2. PENGANGKUTAN Suatu proses kegiatan memuat barang/penumpang ke dalam alat
pengangkutan membawa barang/ penumpang dari pemuatan ke tempat tujuan dan
dan menurunkan barnag/penumpang dari alat pengangkutan ke tempat yang
ditentukan. Disini sering menimbulkan tanggungjawab dari pengangkut.

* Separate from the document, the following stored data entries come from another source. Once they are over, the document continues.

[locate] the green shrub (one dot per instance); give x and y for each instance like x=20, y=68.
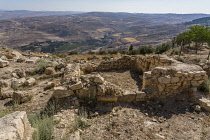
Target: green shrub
x=73, y=53
x=90, y=52
x=181, y=59
x=4, y=112
x=123, y=52
x=113, y=52
x=43, y=122
x=43, y=126
x=133, y=52
x=162, y=48
x=102, y=52
x=42, y=64
x=146, y=50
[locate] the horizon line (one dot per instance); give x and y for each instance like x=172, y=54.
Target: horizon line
x=99, y=12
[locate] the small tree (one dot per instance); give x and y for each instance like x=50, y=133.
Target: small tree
x=199, y=34
x=130, y=48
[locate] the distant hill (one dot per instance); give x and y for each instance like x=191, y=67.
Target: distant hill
x=91, y=31
x=25, y=13
x=200, y=21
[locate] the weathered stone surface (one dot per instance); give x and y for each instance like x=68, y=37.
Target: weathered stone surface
x=98, y=79
x=76, y=86
x=165, y=80
x=61, y=92
x=101, y=89
x=29, y=61
x=107, y=99
x=204, y=103
x=49, y=71
x=50, y=85
x=3, y=63
x=15, y=83
x=175, y=79
x=140, y=96
x=15, y=126
x=21, y=96
x=6, y=93
x=127, y=96
x=20, y=73
x=82, y=93
x=30, y=82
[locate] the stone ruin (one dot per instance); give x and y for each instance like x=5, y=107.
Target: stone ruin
x=162, y=77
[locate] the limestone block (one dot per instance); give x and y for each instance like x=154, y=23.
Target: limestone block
x=3, y=63
x=101, y=89
x=195, y=83
x=140, y=96
x=164, y=80
x=76, y=86
x=107, y=98
x=175, y=79
x=127, y=96
x=15, y=126
x=82, y=93
x=98, y=79
x=21, y=96
x=204, y=103
x=61, y=92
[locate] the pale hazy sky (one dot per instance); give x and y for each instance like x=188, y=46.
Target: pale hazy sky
x=133, y=6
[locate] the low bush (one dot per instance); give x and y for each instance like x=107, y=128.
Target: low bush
x=162, y=48
x=146, y=50
x=181, y=59
x=43, y=122
x=42, y=64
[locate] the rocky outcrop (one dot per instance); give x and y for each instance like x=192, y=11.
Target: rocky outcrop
x=21, y=96
x=162, y=76
x=15, y=126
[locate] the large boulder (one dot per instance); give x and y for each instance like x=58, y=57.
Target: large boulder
x=3, y=63
x=15, y=126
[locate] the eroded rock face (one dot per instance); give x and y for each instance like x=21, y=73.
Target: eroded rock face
x=15, y=126
x=21, y=96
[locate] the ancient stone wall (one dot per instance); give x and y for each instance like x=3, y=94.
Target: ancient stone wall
x=162, y=76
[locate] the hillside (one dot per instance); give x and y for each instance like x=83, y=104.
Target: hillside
x=88, y=97
x=91, y=31
x=24, y=13
x=201, y=21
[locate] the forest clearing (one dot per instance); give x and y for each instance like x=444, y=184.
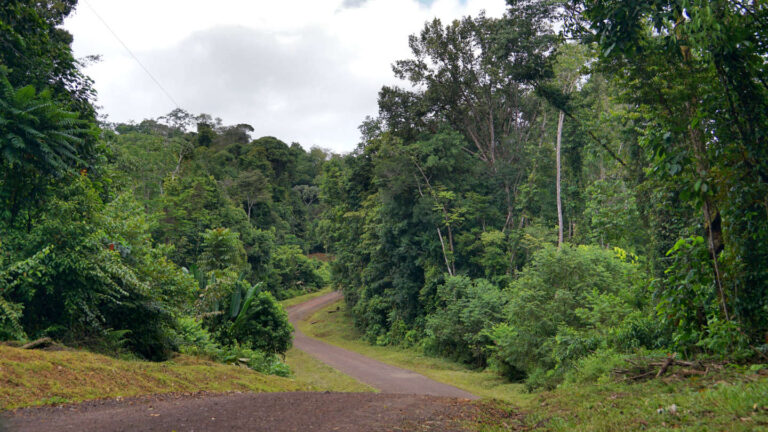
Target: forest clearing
x=418, y=215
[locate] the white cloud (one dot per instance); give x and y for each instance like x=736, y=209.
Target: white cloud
x=306, y=71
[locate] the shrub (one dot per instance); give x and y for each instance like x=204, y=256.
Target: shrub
x=194, y=339
x=293, y=273
x=566, y=304
x=466, y=308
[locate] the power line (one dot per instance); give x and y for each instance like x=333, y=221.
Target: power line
x=167, y=94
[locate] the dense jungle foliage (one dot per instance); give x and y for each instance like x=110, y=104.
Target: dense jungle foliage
x=577, y=179
x=537, y=196
x=174, y=234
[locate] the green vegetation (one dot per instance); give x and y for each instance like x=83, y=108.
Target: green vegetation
x=319, y=376
x=562, y=188
x=33, y=377
x=574, y=177
x=732, y=398
x=142, y=239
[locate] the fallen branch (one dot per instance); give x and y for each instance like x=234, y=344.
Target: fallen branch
x=40, y=343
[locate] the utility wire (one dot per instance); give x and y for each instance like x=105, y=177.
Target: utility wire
x=167, y=94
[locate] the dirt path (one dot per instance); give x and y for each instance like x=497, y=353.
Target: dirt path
x=267, y=412
x=388, y=379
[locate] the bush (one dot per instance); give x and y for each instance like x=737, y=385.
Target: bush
x=566, y=304
x=262, y=323
x=194, y=339
x=293, y=273
x=101, y=274
x=466, y=308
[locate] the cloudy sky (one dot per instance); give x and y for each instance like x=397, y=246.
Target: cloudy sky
x=301, y=70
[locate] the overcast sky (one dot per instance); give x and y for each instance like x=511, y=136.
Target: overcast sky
x=301, y=70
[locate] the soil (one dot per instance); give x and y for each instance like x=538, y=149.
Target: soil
x=386, y=378
x=408, y=402
x=273, y=412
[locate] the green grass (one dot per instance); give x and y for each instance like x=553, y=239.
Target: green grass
x=302, y=298
x=337, y=329
x=33, y=377
x=318, y=376
x=313, y=373
x=732, y=399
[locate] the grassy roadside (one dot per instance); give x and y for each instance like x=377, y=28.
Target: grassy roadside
x=735, y=399
x=318, y=376
x=302, y=298
x=34, y=377
x=313, y=373
x=336, y=328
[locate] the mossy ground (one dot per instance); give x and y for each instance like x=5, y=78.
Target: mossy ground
x=733, y=399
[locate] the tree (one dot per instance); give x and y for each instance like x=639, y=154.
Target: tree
x=478, y=75
x=695, y=71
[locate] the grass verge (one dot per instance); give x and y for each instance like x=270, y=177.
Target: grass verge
x=33, y=377
x=305, y=297
x=735, y=399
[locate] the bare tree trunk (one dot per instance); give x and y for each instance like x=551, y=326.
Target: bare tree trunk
x=445, y=256
x=560, y=120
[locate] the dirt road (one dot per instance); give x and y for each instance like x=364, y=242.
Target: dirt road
x=410, y=402
x=264, y=412
x=388, y=379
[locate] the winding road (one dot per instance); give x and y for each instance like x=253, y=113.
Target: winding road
x=384, y=377
x=408, y=402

3. TUJUAN PENGANGKUTAN Untuk memindahkan suatu barang/penumpang dari suatu
tempat ke tempat tertentu. Pengangkutan juga bertujuan untuk menaikkan nilai
barang tapi tidak menaikkan nilai penumpang namun menaikkan kualitas orangnya.
4. PERJANJIAN PENGANGKUTAN adalah suatu perjanjian dimana satu pihak
menyanggupi untuk dengan aman membawa orang/barang dari suatu tempat ke
tempat yang lain. Sedangkan pihak yang lain menyanggupi untuk membayar ongkos.
DAFTAR PUSTAKA
1. Abdul Kadir Muhammad, SH, 1991, Hukum Pengangkutan Darat, Laut, dan Udara, Penerbit
PT. Citra Aditya Bakti, Bandung.
2. Sution Usman Adji, S.H., Djoko Prakoso, S.H., Hari Pramono., 1991, Hukum Pengangkutan Di Indonesia, PT. Rinka Cipta, Jakarta.
3. Soegijatna Tjakranegara, S.H., 1995, Hukum Pengangkutan Barang dan Penumpang, PT. Rineka Cipta, Jakarta.
4. H.M.N. Purwosutjipto, S.H, 1984, Pengertian Pokok Hukum Dagang, Hukum Pengangkutan, Jilid 3, Cetakan ke-2, Penerbit Djambatan, Jakarta.